Illustrated by this answer, I came up a simpler construction: begin with 3 numbers $\kappa\leq\lambda\leq\delta$, we can consider two disjoint set $V_1, V_2$, where $|V_1|=|V_2|=\delta+1$, then construct two complete graph on it respectively, i.e. $K_{\delta+1}[V_1]+K_{\delta+1}[V_2]$, which makes minimum degree is $\delta$. Then choose two subsets $X\subset V_1, Y\subset V_2$ where $|X|=\lambda\geq |Y|=\kappa$, and choose a surjection $f:X\to Y$ (those are all arbitary), join all vertices $x\in X$ to $f(x)$, that is add $\kappa$ edges $E'=\{\{x,f(x)\}|x\in X\}$. Now what we need is the graph
$$G=(V_1\sqcup V_2,E), E=E(K_{\delta+1}[V_1])\sqcup E(K_{\delta+1}[V_2])\sqcup E'.$$
It's easy to show that $\kappa(G)=\kappa, \lambda(G)=\lambda, \delta(G)=\delta$: given two vertices $u\in V_1, v\in V_2$ there are at most $\kappa$ internal disjoint $uv$-path and at most $\lambda$ edge disjoint $uv$-path, and there exists a vertex whose degree is $\delta$.

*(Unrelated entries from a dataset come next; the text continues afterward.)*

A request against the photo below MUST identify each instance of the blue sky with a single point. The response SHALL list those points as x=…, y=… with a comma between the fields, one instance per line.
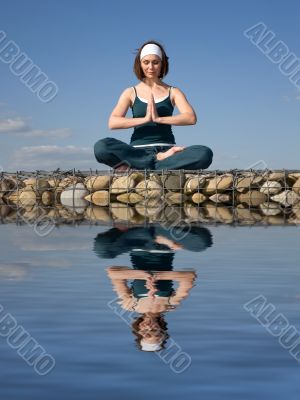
x=248, y=111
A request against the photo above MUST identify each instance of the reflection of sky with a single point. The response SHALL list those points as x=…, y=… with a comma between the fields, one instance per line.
x=62, y=300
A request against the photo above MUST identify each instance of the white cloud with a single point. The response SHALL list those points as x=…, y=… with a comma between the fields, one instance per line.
x=21, y=127
x=54, y=133
x=13, y=125
x=52, y=157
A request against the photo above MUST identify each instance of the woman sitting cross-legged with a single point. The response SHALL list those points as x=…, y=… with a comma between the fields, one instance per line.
x=152, y=145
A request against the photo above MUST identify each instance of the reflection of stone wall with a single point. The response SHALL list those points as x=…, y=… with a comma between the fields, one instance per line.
x=255, y=196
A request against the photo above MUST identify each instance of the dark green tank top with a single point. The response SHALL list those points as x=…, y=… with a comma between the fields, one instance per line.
x=152, y=132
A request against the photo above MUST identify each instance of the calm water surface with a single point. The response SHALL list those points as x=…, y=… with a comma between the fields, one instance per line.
x=59, y=290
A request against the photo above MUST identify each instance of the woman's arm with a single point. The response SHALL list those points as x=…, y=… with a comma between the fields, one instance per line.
x=187, y=115
x=118, y=120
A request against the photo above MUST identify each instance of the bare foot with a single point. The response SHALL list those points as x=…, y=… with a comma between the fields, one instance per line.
x=168, y=153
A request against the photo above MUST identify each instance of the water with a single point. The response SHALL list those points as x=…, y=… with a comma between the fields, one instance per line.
x=58, y=289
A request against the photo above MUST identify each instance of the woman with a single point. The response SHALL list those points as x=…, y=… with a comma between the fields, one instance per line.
x=152, y=145
x=151, y=295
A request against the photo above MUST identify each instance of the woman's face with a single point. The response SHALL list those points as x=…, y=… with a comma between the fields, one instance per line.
x=151, y=66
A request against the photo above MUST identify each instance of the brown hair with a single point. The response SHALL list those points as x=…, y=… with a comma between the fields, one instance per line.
x=137, y=69
x=163, y=329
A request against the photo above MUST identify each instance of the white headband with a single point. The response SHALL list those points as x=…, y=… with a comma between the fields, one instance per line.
x=151, y=48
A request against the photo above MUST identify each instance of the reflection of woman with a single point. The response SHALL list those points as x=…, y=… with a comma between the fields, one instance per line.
x=150, y=328
x=151, y=292
x=152, y=102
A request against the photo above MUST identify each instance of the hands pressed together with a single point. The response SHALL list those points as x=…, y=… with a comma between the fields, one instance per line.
x=151, y=114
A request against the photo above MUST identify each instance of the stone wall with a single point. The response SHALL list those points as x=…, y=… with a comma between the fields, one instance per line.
x=222, y=196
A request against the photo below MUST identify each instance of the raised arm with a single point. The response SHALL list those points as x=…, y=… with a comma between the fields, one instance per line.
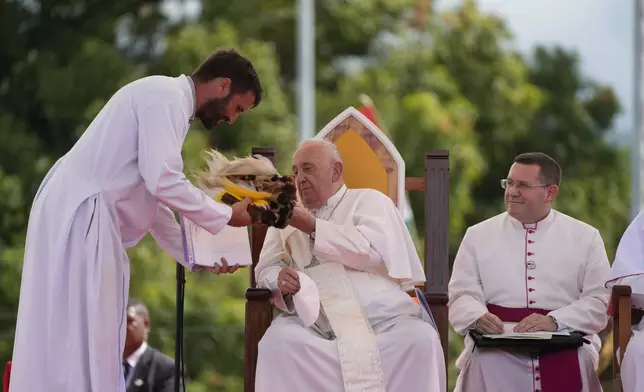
x=466, y=299
x=167, y=233
x=161, y=136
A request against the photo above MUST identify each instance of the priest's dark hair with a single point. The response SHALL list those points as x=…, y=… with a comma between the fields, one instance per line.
x=549, y=169
x=230, y=64
x=139, y=308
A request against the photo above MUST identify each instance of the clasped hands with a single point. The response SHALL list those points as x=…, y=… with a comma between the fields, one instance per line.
x=491, y=324
x=300, y=219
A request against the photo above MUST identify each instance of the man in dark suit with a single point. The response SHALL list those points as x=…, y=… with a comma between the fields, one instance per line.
x=146, y=369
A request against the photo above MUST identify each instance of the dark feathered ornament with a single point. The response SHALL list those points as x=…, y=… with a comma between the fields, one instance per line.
x=229, y=181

At last, $v(G)=2\delta+2, e(G)=\delta(\delta+1)+\kappa$, it's a better construction than 1.
Let $V_1=\{1,\cdots,\delta+1\}, V_2=\{\delta+2,\cdots,2\delta+2\}, f(i)=\delta+1+\min(i,\kappa) (1\leq i\leq \lambda)$, we can use Mathematica to visualize it:
{\[Kappa], \[Lambda], \[Delta]} = {5, 5, 5};(*Need \[Kappa]<=\[Lambda]<=\[Delta]*)
f[i_] := If[1 <= i <= \[Lambda], Min[\[Delta] + 1 + i, \[Delta] + 1 + \[Kappa]]];
bipolyCoord[n_] := Join[Table[ReIm[-E^(-2 Pi i I/n) - 1.5], {i, n}], Table[ReIm[E^(2 Pi i I/n) + 1.5], {i, n}]];
G = EdgeAdd[GraphDisjointUnion[CompleteGraph[\[Delta] + 1], CompleteGraph[\[Delta] + 1]],
Table[i <-> f[i], {i, \[Lambda]}], VertexCoordinates -> bipolyCoord[\[Delta] + 1], VertexLabels -> Automatic]
{VertexConnectivity, EdgeConnectivity, Min@VertexDegree[#] &}[G] // Through
where I show $V_1,V_2$ on vertices of two regular $(\delta+1)$-polygon.